Mee too, my about 3m x 5m four seats theater project feels so small after visitin his place.


----------



## Mark Techer

Ile said:


> Mee too, my about 3m x 5m four seats theater project feels so small after visitin his place.


Ahh another cosy room, just like mine


----------



## Jasonpctech

Yea, I guess In my head the challenge was to build one that you don't leave behind if you move.:scratch:


----------



## chrapladm

"A shed into a cinema," that sounds familiar. I have been ever so slowly planning my HT in a newly built shed.

My HT room will start of being 5m x 4.5m x 2.8m. But I do have to make sure there is enough room for 6 people to watch movies. Might just have a small row of cinema chairs in the second row but have to be able to play Wii in the front row.

Nice build Mark. It is even more nice to see such a small HT room because all of the other larger HT rooms I have scene just remind me of how far away I am from completing mine.:T:bigsmile:


----------



## Mark Techer

Jasonpctech said:


> Yea, I guess In my head the challenge was to build one that you don't leave behind if you move.:scratch:


Should be ever sell, my room can be dismantled and moved out, then re-set up in another room. I designed it that way after a rather severe learning curve in 1996 when during the sale of my first house, the buyer insisted that I change the lounge room back. It caused me a massive upset and in the end the buyer paid contractors to do the retro-fit because I would not. Lessen learned was that not all people appreciate a HT. So why this "room in room" was done the way it was.



chrapladm said:


> "A shed into a cinema," that sounds familiar. I have been ever so slowly planning my HT in a newly built shed.
> 
> My HT room will start of being 5m x 4.5m x 2.8m. But I do have to make sure there is enough room for 6 people to watch movies. Might just have a small row of cinema chairs in the second row but have to be able to play Wii in the front row.
> 
> Nice build Mark. It is even more nice to see such a small HT room because all of the other larger HT rooms I have scene just remind me of how far away I am from completing mine.:T:bigsmile:


Thank you for the positive feedback. A part of the room's design was size where I wanted to max out the screen I already had to have that wall to wall look. Although small, when seated, the room feels much larger.


----------



## chrapladm

Just wondered abut the shed walls. Is there some sort of foam to spray on the walls before adding interior gyprock walls?

I was thinking that if I use everything I can to isolate the low frequency some might still get through and that would vibrate horribly on the metal shed.

And where can you find info on your lens Mark?


----------



## Mark Techer

chrapladm said:


> Just wondered abut the shed walls. Is there some sort of foam to spray on the walls before adding interior gyprock walls?
> 
> I was thinking that if I use everything I can to isolate the low frequency some might still get through and that would vibrate horribly on the metal shed.

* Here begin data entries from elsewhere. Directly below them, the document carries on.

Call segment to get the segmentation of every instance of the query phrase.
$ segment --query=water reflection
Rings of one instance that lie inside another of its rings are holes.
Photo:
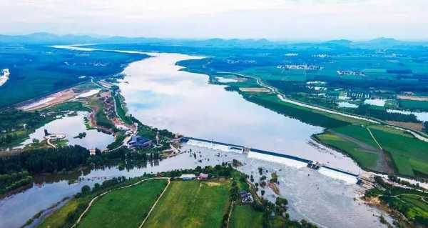
[[[24,145],[32,143],[34,139],[43,140],[44,129],[46,129],[49,133],[65,134],[69,145],[76,144],[88,149],[103,149],[106,148],[107,145],[114,141],[114,137],[98,132],[96,129],[86,129],[83,119],[87,115],[88,112],[78,111],[76,115],[65,117],[49,122],[30,134],[29,139],[23,142],[22,147]],[[86,137],[82,139],[74,138],[79,133],[83,132],[86,133]]]
[[[316,146],[310,136],[322,129],[248,102],[208,76],[180,71],[176,62],[201,57],[149,54],[130,64],[119,86],[130,114],[145,124],[186,136],[213,139],[315,159],[358,172],[350,159]]]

There is a 2 part rapid expanding foam that you could use. You mix parts A and B and within seconds, it expands to some 10x the original volume. 



> And where can you find info on your lens Mark?


MK5 Lens


----------



## Mark Techer

UPDATE:

I added a Projector Station [top image] to my room. This has made set up and alignment much quicker and easier.

The Projector Station is 2 plated (laser cut from 6mm aluminum) that allow threaded adjustment for height, tilt, pitch. The base plate also allows yaw. The top plate is beginning to look like Swiss cheese because it is compatible with over 20 different HD projectors. Mine [bottom image] does use the slide as I don't move the A-Lens out of the light path.


----------



## Jasonpctech

As always Mark your projects never cease to amaze me. Once I grow up and get a big boys sized HT room I will go projection and hope to incorporate some of your kit.


----------



## Jasonpctech

And, BING! 200 posts.:yay2:


----------



## Mark Techer

Jasonpctech said:


> As always Mark your projects never cease to amaze me. Once I grow up and get a big boys sized HT room I will go projection and hope to incorporate some of your kit.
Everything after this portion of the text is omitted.